If the file exists, it checks if the destination file is identical to the source file.
If it is identical, the existing replica file is hard linked into place with no further requirement to filter or send any of its contents.
The file identity check happens in constant time.
The check succeeds if the replica file had been created by directory replication >= 4.3.
This implies that seeding can be accomplished by running collection replication (convenient if the Data Domains are in a LAN), then breaking collection replication, then doing directory replication resync.
If a replica file is not found or the content does not match, the file is replicated normally, that is, filtered on a segment by segment basis.
The whole point of resync is to avoid this filtering where possible.
A potential pitfall is that human activity or application logic that renames files could cause the originator or replica files to be moved or renamed after replication was broken, prior to resync.
This causes the pathname lookup in resync to find no match, and necessitates full filtering of each file.

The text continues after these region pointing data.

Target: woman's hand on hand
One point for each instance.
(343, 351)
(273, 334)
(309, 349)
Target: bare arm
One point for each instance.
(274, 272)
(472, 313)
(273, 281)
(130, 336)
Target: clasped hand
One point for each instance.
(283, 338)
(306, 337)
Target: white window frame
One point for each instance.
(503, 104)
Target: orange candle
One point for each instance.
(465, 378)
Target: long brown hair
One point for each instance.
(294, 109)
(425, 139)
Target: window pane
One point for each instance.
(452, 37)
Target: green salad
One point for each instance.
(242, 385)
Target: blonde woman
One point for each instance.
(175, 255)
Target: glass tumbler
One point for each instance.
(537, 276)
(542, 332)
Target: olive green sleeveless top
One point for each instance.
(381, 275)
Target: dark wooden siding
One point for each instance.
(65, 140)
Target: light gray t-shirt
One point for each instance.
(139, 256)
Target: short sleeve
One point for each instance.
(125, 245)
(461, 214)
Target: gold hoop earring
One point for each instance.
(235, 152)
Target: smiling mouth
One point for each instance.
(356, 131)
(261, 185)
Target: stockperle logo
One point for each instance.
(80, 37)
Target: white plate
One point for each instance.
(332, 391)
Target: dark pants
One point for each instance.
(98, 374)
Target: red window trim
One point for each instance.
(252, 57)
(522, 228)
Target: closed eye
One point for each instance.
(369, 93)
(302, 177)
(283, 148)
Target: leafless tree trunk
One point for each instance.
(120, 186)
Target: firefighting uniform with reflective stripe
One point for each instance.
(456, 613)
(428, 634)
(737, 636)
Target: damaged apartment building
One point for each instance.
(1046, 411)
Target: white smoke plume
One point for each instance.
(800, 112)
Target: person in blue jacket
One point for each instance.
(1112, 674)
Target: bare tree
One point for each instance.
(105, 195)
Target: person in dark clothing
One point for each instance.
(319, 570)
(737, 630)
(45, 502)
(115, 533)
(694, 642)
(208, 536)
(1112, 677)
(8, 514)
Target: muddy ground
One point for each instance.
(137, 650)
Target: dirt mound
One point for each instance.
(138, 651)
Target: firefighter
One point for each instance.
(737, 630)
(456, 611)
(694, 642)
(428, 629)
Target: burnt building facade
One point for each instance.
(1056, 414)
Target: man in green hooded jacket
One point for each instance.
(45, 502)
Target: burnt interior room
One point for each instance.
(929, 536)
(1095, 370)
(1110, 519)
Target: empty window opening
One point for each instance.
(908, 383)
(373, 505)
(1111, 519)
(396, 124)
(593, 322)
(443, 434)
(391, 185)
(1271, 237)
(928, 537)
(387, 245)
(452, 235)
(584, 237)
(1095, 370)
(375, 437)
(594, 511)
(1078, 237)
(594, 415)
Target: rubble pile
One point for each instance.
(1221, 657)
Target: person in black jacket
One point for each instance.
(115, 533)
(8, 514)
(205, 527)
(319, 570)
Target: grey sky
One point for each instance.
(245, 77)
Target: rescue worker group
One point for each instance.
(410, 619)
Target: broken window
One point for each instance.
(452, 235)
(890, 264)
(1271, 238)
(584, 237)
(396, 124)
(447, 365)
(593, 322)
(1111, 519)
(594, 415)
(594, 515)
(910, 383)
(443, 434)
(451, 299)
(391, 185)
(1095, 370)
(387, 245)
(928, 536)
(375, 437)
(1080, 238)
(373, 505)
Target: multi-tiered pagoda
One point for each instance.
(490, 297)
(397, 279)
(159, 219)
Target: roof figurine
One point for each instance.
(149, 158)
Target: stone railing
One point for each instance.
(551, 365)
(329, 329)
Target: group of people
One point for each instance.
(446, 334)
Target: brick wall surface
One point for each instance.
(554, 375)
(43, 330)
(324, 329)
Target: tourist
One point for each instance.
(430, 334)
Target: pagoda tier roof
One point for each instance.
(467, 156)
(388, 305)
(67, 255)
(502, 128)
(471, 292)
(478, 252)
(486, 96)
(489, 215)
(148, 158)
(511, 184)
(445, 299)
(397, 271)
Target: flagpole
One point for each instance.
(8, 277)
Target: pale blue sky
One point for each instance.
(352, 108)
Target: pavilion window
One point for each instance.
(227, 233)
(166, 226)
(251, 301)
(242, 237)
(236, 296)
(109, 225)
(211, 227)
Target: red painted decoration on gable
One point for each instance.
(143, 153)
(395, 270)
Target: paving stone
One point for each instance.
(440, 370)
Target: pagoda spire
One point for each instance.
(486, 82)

Since the segments exist on the destination, high replication compression is achieved, but an opportunity is missed to avoid sending the segment references and filtering them in the first place.
-
In 4.5 resync fails if the replica has, or ever had, retention lock enabled.
-
In 4.6 and above, there are some additional requirements related to retention-locked files on the replica. In essence, any retention-locked file on the destination must also exist and must have matching content and attributes on the originator. This is to prevent replication from attempting to remove retention-locked files on the replica.